It's not the degree you get from transferring credits from the nuke power pipeline that will make you competivie. It's the actual training you got while in the pipeline that will make you competetive. Just having graduated from the program will carry some weight on your resume. Those that have been through it know that few college "kids" would have the discipline to make it through the program. If you happen to get a few college credits for your experience...great. If you don't, then no big deal either. What you've accomplished is much greater than what a few credits are going to be worth to you. Think about it, most folks can't even visualize what a reactor looks like, let alone tell you how it works, why it works the way it does, or what it's design characteristics are.

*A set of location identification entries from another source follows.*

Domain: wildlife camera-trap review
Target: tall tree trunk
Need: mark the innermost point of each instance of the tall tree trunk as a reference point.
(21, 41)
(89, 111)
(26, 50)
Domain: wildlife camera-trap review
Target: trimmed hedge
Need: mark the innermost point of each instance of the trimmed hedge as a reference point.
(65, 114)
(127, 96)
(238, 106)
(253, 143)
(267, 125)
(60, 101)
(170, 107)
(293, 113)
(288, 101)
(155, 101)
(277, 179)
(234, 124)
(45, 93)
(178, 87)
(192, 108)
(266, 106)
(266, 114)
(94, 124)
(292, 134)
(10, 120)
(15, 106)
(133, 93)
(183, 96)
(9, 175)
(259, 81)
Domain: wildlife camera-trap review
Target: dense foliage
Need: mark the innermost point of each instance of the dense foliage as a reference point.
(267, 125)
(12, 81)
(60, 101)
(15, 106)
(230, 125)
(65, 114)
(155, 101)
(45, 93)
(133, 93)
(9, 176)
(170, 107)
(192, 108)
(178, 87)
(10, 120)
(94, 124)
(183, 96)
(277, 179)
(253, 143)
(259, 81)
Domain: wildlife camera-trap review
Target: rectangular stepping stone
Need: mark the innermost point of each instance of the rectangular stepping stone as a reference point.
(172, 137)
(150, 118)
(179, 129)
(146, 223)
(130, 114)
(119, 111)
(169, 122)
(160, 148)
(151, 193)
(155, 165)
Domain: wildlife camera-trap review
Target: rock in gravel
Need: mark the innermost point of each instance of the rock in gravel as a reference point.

Also, while the experience may or may not transfer into college credits (depending on where you attend), you should most definitely use it to your advantage. For example, let's say you are an electrical engineering major in school and you were a nuke electrician (this is the Chosen rate btw

). For your EE courses, there is most likely going to be one or two prereq courses that must be met before you can take upper division courses. Let's say that you need some Circuit Analysis course as a prereq for others. Also, before you can take the Circuit Analysis course, you have to have taken both semesters of calc based physics. Any nuke ET or EM knows they're not going to need to take both semesters of some physics course before they'll understand a beginning Circuit Analysis course. So, you go to the person who has the authority to override the prereq requirements (every dept has at least one) and you explain to them who you are, where you've been, and what you know.
So, while you may not necessarily get a lot of college credits for all your hard work in the nuke pipeline, USE what you ALREADY know to work for you while you're in college. You'll still have to satisfy the formal course requirements for your degree. You just may be able to do it in a little more untraditional timeline than the "civilians" have to.
By the way, the same principle works for all the rates in the nuke world. Use the knowledge you have in stuff like thermodynamics and chemistry to take only one advanced chemistry course instead of the two. Don't waste your time with intro stuff you already know.